Village atteint par la banquise
Après deux semaines d'embâcle, la banquise nous a enfin semblé assez solide pour traverser les 3km jusqu'au village. Dès que la luminosité l'a permis, nous nous sommes faufilés entre des icebergs tabulaires, au nord de la route directe, afin de contourner des zones de glace trop fine. Il a fallu aussi guetter l'éventuelle réapparition du gros ours mâle aperçu la veille et dont les traces ont longé le bateau cette nuit. En cinquante minutes de marche, nous sommes arrivés sur la grève de Qikiqtarjuaq où s'est formé un chaleureux comité d'accueil qui a crée un petit embouteillage de quads, de pick-up et de piétons ! Nous avons été salué par les enfants, Mme la Maire, Sarah et Leelie qui nous ont invité chez eux pour prendre une douche. Nous avons apparemment gagné quelques galons en devenant les premiers à marcher sur la glace, à la fraiche ! Plusieurs ont observé la progression de nos silhouettes et se téléphonaient pour transmettre la nouvelle. Chacun nous félicite, nous souhaite un bon retour en ville et, comme toujours, plaisante : "Vous êtes toujours vivants ?".

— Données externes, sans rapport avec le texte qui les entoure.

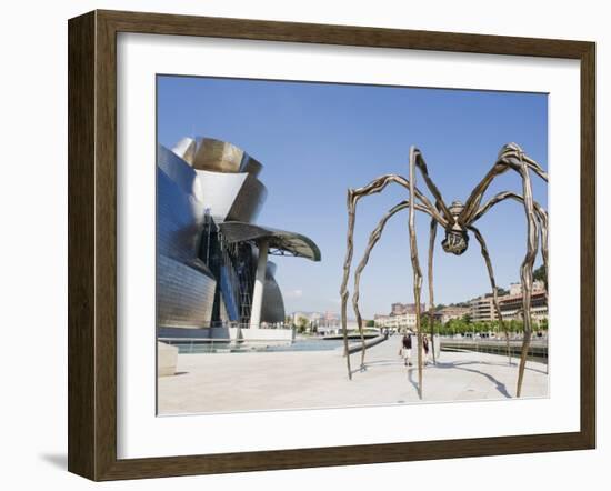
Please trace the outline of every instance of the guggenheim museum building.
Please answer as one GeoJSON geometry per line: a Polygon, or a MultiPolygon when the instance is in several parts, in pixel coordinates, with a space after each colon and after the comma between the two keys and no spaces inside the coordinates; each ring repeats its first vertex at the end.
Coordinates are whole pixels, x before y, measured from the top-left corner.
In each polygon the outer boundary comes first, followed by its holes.
{"type": "Polygon", "coordinates": [[[257,222],[268,193],[262,168],[238,147],[210,138],[158,146],[158,337],[284,322],[268,258],[320,261],[320,251],[308,237],[257,222]]]}

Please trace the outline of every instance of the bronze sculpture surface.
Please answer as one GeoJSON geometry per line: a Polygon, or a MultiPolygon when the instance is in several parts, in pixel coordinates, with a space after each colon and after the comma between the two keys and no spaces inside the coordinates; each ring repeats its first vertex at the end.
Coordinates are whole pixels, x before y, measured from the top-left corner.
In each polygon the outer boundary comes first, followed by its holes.
{"type": "MultiPolygon", "coordinates": [[[[525,218],[527,218],[527,253],[520,267],[520,282],[522,285],[522,315],[524,322],[524,332],[522,340],[522,352],[520,358],[520,367],[518,371],[517,382],[517,395],[520,397],[522,390],[522,382],[524,377],[524,368],[527,363],[527,355],[530,347],[531,333],[532,333],[532,320],[531,320],[531,299],[532,299],[532,283],[533,283],[533,264],[537,257],[539,244],[541,246],[541,254],[543,259],[543,267],[545,272],[548,271],[548,212],[545,209],[534,201],[532,196],[532,182],[531,171],[539,176],[543,181],[548,182],[548,174],[541,168],[539,163],[528,157],[523,150],[515,143],[508,143],[503,146],[499,152],[498,159],[488,171],[484,178],[473,189],[465,203],[454,201],[450,207],[445,204],[441,193],[434,182],[429,177],[427,163],[422,157],[422,152],[415,147],[410,148],[409,158],[409,180],[398,174],[387,174],[378,179],[374,179],[369,184],[348,190],[348,238],[347,238],[347,252],[343,264],[343,280],[341,283],[341,321],[342,332],[344,339],[344,355],[347,359],[348,377],[352,379],[352,370],[350,367],[350,355],[348,354],[348,329],[347,329],[347,310],[348,310],[348,281],[350,279],[350,269],[352,264],[353,255],[353,233],[354,222],[357,214],[358,201],[365,197],[379,193],[391,182],[398,183],[409,190],[409,199],[401,201],[391,208],[384,217],[380,220],[378,226],[373,229],[369,237],[365,251],[361,261],[359,262],[354,272],[354,292],[352,295],[352,307],[357,318],[359,331],[361,333],[361,369],[364,368],[364,354],[365,343],[362,329],[362,317],[359,310],[359,285],[361,274],[367,267],[369,257],[372,249],[375,247],[380,238],[382,237],[383,229],[388,220],[397,212],[408,209],[409,220],[408,229],[410,234],[410,257],[413,270],[413,293],[415,302],[415,323],[418,333],[418,350],[422,352],[422,329],[421,329],[421,290],[422,290],[422,271],[420,269],[420,260],[418,257],[418,246],[415,240],[415,211],[421,211],[431,217],[430,227],[430,241],[429,241],[429,260],[428,260],[428,284],[429,284],[429,315],[430,315],[430,329],[431,341],[434,343],[434,322],[433,322],[433,250],[434,240],[437,236],[438,226],[442,227],[445,231],[445,238],[441,242],[443,250],[447,253],[455,255],[462,254],[469,247],[469,232],[473,233],[478,240],[481,249],[481,254],[487,265],[488,274],[490,278],[490,285],[492,288],[493,303],[499,322],[503,328],[507,337],[507,349],[509,362],[511,363],[511,354],[509,347],[509,332],[507,324],[503,321],[501,309],[499,308],[498,289],[494,279],[494,272],[492,268],[492,261],[488,252],[485,240],[481,232],[473,226],[484,213],[487,213],[492,207],[501,201],[511,199],[523,204],[525,218]],[[417,169],[420,170],[427,188],[434,197],[434,204],[415,187],[417,169]],[[518,172],[522,180],[522,194],[518,194],[511,191],[502,191],[492,197],[484,204],[481,204],[483,196],[489,188],[490,183],[502,173],[508,170],[518,172]]],[[[548,291],[547,274],[545,274],[545,291],[548,291]]],[[[432,345],[432,352],[434,357],[434,345],[432,345]]],[[[422,398],[422,357],[418,357],[418,392],[422,398]]],[[[434,362],[434,358],[433,358],[434,362]]]]}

On apprend aussi que les ainés ont parlé de nous à la radio locale, invitant la population à prendre soin de nous, à nous appeler quotidiennement car nous sommes "les voisins d'Aninatalik" (le nom du site d'hivernage, un endroit où se situent beaucoup de leurs souvenirs d'enfance et de chasse).
C'est vrai que chaque jour une personne nous appelait à la VHF, s'assurant que tout allait bien, pour nous renseigner sur l'état de la glace ou pour nous signaler un ours. On réalisera par la suite que beaucoup de monde a suivi nos conversations !
Nous apprécions cet esprit de communauté si fascinant et que les villes ont perdu. Les ainés, personnages très respectés, sont ceux qui insufflent cet esprit de partage et d'entraide. Maintenant que l'hiver est là, on nous promet visites en motoneige et très bientôt des chiens pour nous alerter de la présence d'ours.
On nous a aussi confié un crâne d'ours à nettoyer, nous l'avons immergé sous le bateau pour que les crevettes le débarrassent de sa cervelle. Chaque jour, on doit donc entretenir le trou sous peine que la glace s'épaississe, et vérifier le travail des crevettes ! C'est sur ce crâne que nous pouvons récolter escargots de mer et oursins afin d'apporter un peu de fraicheur à nos assiettes. Gouter à leurs produits ou s'initier à leurs techniques procurent aux Inuits une grande fierté et semble les garants d'une bonne réputation.
Nous sommes maintenant à mi-parcours de notre séjour de gardiennage et à partir d'aujourd'hui, le soleil n'illuminera plus Qikiqtarjuaq. Il va demeurer derrière les montagnes de la Terre de Baffin jusqu'au retour d'Eric, France, Léonie et Aurore.